Sunil Mehta, VP of Nasscom, says that the Product Forum is working with the IT ministry to open certain sectors of government procurement to Indian products, especially defense. They are in talks with the ministry to include a clause in the tender notices, which insists that candidates should have an Indian product as part of their portfolio offering.

Knowing bureaucracy though, that might take some time to be implemented but Nasscom does not seem to be in a big hurry to go down this road, stating that it prefers to take things one at a time.

Indomitable Spirit
The fact that product companies remain optimistic despite challenges is probably a tribute to their spirit. And, to a growing belief that as entry level barriers in the services segment increase, product development might suddenly become popular. "It's a process of evolution. It's more and more difficult to start services companies on a small scale these days, which means more entrepreneurs will gravitate towards products in the future. It's an inevitable phenomenon which will happen gradually when the services mantra dies down a bit," says Subhash. "Products will never be as big for India like the services. This is because the global market for products is just not as big as the services opportunity. But considering that we are starting off from a relatively small base, the market opportunities are going to be limitless for the next five years at least," says Ravi. There are, however, some unrecognized challenges.

Key among them for the domestic market-a robust distribution and retail channel, especially if the SME segment is to bring in bulk of the volume growth. In the exports market-not just branding and marketing, but the available of money to pour into a world class product.
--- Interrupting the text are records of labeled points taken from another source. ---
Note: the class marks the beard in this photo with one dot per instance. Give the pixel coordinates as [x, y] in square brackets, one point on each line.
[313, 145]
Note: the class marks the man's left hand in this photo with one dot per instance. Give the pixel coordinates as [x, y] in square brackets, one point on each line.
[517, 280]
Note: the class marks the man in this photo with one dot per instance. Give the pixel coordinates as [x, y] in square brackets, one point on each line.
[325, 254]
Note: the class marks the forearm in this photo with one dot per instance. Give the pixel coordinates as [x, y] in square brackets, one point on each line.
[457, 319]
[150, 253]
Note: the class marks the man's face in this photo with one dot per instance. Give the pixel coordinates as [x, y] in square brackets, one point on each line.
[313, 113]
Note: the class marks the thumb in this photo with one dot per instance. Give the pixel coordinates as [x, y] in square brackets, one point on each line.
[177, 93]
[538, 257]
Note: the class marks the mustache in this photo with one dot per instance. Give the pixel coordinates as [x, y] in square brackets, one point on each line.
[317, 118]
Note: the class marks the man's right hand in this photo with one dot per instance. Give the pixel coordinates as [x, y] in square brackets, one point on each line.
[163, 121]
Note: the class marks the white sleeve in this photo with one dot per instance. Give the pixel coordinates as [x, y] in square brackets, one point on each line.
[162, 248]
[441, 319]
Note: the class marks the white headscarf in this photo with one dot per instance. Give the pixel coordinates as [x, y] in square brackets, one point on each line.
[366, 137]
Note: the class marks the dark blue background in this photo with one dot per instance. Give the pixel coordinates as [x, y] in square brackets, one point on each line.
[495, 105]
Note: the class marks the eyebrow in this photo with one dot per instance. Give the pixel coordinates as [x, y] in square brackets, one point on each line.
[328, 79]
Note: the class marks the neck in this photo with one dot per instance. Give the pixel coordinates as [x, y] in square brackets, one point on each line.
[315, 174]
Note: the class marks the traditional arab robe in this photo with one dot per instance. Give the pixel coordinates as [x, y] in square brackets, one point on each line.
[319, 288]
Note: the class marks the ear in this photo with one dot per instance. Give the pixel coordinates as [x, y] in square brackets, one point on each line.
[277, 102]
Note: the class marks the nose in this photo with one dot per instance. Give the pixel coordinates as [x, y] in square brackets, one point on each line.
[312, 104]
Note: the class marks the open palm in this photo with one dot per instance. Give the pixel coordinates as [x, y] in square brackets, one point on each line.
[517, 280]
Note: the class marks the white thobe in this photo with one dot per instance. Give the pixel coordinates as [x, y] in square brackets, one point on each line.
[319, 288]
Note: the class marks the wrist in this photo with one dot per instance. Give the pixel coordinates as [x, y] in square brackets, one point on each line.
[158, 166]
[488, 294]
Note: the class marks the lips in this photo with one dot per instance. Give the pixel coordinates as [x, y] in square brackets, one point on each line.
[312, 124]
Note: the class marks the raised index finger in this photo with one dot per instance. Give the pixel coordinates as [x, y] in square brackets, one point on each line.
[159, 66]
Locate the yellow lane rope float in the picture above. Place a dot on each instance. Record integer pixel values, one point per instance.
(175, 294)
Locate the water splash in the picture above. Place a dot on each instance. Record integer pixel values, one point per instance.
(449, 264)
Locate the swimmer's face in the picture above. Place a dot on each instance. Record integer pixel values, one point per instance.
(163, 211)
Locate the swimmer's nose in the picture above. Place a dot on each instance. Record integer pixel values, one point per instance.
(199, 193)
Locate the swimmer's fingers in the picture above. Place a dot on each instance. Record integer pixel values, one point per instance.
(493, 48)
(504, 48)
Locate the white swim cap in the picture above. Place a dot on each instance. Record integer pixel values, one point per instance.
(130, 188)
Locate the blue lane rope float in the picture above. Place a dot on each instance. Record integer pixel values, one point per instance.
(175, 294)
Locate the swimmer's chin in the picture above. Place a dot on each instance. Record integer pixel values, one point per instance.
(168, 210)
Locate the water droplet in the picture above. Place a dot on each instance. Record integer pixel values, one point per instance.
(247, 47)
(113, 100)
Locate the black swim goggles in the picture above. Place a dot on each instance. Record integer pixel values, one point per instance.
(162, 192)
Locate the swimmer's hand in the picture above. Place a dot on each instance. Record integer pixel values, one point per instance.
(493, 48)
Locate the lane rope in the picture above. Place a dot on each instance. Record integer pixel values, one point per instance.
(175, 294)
In the long term, a whole lot of things have to come together and work as a whole to translate the products potential into clear reality. And it makes a lot more sense for organizations and forums to work on behalf of the product community, rather than leave it to small individual players to struggle it out in the global sea.

Calm seas to swim in and able pilots to steer the ship into port-that's what the Indian software product brand needs in 2004-05.